Sur la scène politique, l’actualité a été marquée par la vie interne du Parti du Centre. Tout d’abord, le parti est mobilisé autour de son président, Edgar Savisaar, suspendu de son poste de maire de Tallinn par la justice à l’automne dernier le temps d’une enquête pour corruption. Malgré la validation de cette suspension par la Cour suprême, les soutiens de Savisaar continuent d’y voir une manœuvre politique et demandent la levée de la mise à l’écart. Une « conférence » a été organisée pour prouver l’inutilité de la mesure. Dans le même temps, les partisans de Savisaar portent désormais un ruban vert (la couleur du parti) en signe de contestation.
En parallèle, le Parti du Centre vit au rythme de l’élection des présidents des sections locales du parti. Depuis le congrès organisé en novembre, deux courants s’opposent : l’un favorable à Edgar Savisaar, l’autre à Kadri Simson, ancienne protégée de Savisaar et actuelle président du groupe parlementaire du parti. Cette opposition se retrouve à l’échelle locale et la direction centrale du parti tenue par Savisaar cherche à remplacer les présidents sortants favorables à Kadri Simson. Les efforts se sont pour l’instant avérés vains. Seule la section de Narva a basculé avec l’élection de la député européenne Yana Toom. Cette période électorale est marquée par des tensions partisanes et le style de gestion sans partage d’Edgar Savisaar est de plus en plus ouvertement critiqué.
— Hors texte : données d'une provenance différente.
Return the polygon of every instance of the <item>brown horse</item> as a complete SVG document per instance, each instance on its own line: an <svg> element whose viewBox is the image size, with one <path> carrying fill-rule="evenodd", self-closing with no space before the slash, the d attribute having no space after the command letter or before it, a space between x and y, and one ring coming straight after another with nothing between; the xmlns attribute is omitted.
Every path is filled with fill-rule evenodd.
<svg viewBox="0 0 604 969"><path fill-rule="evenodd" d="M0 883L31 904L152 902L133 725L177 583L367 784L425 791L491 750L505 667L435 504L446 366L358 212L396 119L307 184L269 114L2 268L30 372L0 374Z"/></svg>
En ce qui concerne la culture, plusieurs événements sont à noter. Très attendu, le nouveau single de la chanteuse Kerli « Feral Hearts » a paru, accompagné d’un clip tourné dans la nature estonienne. Une fois encore, Kerli témoigne de son audace et de son extravagance vestimentaire. Au cinéma, la comédie Klassikokkutulek (Réunion de classe) de René Vilbre, avec Mait Malmsten, Henry Kõrvits (Genka) et Ago Anderson, bat les records d’exploitation depuis sa sortie. Le film suit trois anciens camarades de classe qui se retrouvent à Tallinn avant la tenue d’une réunion de classe et qui tentent de revivre comme des jeunes de 18 ans.
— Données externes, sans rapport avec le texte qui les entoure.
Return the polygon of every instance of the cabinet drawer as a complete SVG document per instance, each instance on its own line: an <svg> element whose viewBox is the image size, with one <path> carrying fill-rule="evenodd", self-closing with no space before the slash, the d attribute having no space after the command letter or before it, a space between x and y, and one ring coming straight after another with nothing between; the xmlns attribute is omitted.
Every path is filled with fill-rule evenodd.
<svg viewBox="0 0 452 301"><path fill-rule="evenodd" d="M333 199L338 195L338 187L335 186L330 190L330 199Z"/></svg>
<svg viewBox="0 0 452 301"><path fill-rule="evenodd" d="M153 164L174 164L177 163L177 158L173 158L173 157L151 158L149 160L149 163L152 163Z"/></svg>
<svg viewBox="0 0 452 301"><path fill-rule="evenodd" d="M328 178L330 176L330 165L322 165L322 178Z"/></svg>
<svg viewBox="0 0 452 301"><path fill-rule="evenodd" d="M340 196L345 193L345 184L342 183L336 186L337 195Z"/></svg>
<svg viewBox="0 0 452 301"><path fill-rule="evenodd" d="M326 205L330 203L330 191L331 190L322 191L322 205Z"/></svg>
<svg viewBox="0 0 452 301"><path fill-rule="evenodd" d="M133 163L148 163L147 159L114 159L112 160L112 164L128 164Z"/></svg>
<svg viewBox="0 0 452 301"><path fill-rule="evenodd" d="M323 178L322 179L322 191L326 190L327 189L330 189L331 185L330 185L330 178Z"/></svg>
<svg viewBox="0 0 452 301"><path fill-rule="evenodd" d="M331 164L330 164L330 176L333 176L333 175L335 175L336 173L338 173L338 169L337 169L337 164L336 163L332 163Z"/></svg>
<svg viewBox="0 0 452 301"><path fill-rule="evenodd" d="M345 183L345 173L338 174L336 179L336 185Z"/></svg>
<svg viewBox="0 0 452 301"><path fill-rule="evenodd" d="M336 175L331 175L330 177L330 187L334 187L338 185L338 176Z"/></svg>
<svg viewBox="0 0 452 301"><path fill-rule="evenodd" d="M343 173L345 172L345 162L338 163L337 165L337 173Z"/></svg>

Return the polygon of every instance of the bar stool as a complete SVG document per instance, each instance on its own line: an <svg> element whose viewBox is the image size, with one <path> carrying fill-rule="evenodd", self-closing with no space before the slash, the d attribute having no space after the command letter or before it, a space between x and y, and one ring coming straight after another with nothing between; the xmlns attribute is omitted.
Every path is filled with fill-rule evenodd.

Enfin, le chef d’orchestre Eri Klas est décédé le 26 février. Tout au long de sa carrière, il a dirigé plus d’une centaine d’orchestres symphoniques et philharmoniques dans une quarantaine de pays. Il a ainsi joué un rôle essentiel dans la diffusion des œuvres estoniennes, notamment celles d’Arvo Pärt, à l’étranger, y compris au cours de la période soviétique. Les hommages unanimes et remplis d’émotion, de la part des hommes politiques, des artistes ou des journalistes, ont rappelé la place qu’occupait le chef d’orchestre en Estonie. Ses obsèques, diffusées par la télévision nationale, ont été organisées dans la salle de concert Estonia en présence des plus hautes autorités de l’État et de nombreux représentants des institutions au sein desquelles Eri Klas avait travaillé. Actif à l’étranger, l’ancien élève de Gustav Ernesaks qui lui avait enseigné la direction de chœur, l’était tout autant en Estonie : il a été entre autres l’un des principaux chefs de l’opéra national d’Estonie et le directeur artistique du festival de musique classique Birgitta.